Of the 10 patients who received surgical intervention for isolated gastric metastases, 5 were cancer-free after 2-18 months. As only 7 cases in this category had published survival statistics, it is evident that surgical intervention carries symptomatic benefit in these patients, as well as the potential for curative treatment.

Overall survival for patients with RCC metastases to the stomach ranged from 4 weeks to alive after 6 years.

Discussion

Gastric metastases from RCC are rare and usually present with significant upper gastrointestinal haemorrhage.

Establishing the histopathological differentiation between metastatic disease and other tumours such as primary gastrointestinal stromal tumours (GIST) is essential in determining the appropriate treatment [9].

Laparoscopic wedge resection is the treatment of choice for isolated small/medium gastric tumours (<7 centimetres) near the greater curvature of the stomach as it is associated with quicker recovery in comparison to open procedures [10]. Saidi et al. (2007) report one case where this resection technique was used in a patient with an isolated gastric metastasis of RCC origin, after which they remained diseasefree 18 months following surgery. Our patient is one of the longest surviving patients after laparoscopic wedge resection for isolated gastric RCC metastasis and remains disease-free 8 years post-surgery.

Subtotal and total gastrectomies are more frequently reported and are used to treat larger tumours or those which are localised within the antral or fundal regions of the stomach [2,11]. In the cases reviewed, all patients who underwent wedge resection in the absence of metastases to other organs were disease-free after 2-18 months with no evidence of further bleeding.

Endoscopic clipping is used to achieve haemostasis in upper GI bleeding, although it is also a technique used to localize gastric or oesophageal tumours to aid external beam radiotherapy [12]. Radiotherapy to gastric tumours is primarily utilised to palliatively treat symptoms of bleeding, pain and dysphagia [13,14]. To the best of our knowledge, there are no case reports on gastric metastases from renal carcinoma in which radiotherapy has been used as a treatment modality for cessation of bleeding.

Given the relatively small number of patients who develop gastric metastases from RCC, it would not be feasible to conduct trials to determine which interventions have the best outcomes. Hence, based on our experience and our literature review, we propose the following paradigm for treating gastric metastases from RCC primary (Figure 4)

surgery-Bleeding-Gastric

Figure 4: Treatment Paradigm for Management of Bleeding Gastric RCC Metastases.

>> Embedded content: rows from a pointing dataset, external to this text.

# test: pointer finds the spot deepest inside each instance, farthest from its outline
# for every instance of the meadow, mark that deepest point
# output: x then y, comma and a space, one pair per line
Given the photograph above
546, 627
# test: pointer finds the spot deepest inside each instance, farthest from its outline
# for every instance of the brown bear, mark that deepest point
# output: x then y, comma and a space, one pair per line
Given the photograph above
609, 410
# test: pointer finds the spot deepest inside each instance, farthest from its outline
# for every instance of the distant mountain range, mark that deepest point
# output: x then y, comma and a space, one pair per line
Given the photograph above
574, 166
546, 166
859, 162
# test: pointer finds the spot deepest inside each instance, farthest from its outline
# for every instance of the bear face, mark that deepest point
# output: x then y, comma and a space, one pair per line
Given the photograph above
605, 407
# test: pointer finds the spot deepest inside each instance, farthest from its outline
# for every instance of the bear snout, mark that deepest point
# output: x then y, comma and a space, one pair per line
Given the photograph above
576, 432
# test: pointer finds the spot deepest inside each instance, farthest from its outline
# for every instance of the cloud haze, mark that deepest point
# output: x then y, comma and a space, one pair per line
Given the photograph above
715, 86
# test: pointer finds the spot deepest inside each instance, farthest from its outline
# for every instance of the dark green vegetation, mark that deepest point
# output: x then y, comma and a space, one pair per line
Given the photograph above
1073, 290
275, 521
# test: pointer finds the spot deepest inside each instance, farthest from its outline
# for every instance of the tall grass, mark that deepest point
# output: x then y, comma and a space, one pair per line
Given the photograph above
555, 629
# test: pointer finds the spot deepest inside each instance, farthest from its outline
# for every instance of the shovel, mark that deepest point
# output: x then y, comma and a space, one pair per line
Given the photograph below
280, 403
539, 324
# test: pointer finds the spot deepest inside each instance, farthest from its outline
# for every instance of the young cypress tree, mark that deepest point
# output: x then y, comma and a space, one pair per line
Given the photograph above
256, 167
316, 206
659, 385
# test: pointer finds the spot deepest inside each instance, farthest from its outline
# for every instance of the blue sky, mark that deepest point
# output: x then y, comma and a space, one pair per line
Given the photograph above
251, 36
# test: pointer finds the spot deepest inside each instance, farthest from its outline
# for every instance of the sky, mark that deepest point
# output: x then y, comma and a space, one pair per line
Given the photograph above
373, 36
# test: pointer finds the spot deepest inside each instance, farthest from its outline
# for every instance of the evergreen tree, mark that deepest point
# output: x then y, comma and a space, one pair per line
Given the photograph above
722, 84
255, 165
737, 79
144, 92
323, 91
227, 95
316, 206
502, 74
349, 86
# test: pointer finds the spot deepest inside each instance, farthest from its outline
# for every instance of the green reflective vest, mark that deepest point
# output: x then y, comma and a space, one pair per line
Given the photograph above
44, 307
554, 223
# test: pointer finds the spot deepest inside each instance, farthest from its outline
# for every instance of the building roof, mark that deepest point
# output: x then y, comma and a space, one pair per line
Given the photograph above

Discussion of such cases in a multi-disciplinary setting is critical. It is thought that oncology patients who are discussed at such meetings often have better outcomes [15,16].

Conclusion

Gastric metastases in RCC are uncommon, but not as rare as once thought. They can cause significant haemorrhage and are generally associated with poor prognosis. Treatment should be patient-tailored depending on general condition at time of presentation, presence of extra-gastric metastases and the available resources and expertise. However, based on both our experience and the literature, we suggest that surgical intervention has good therapeutic and prognostic benefit in patients with isolated metastatic disease to the stomach. On the other hand, for those with widespread metastatic disease, other management options, if available, including embolization therapy, endoscopic submucosal resection and chemotherapy, should be considered. Furthermore, we advise that radiotherapy should also be considered as a viable option in the management of patients with bleeding lesions and concurrent metastases.

Conflicts of interest

The authors declare that they have no conflicts of interest.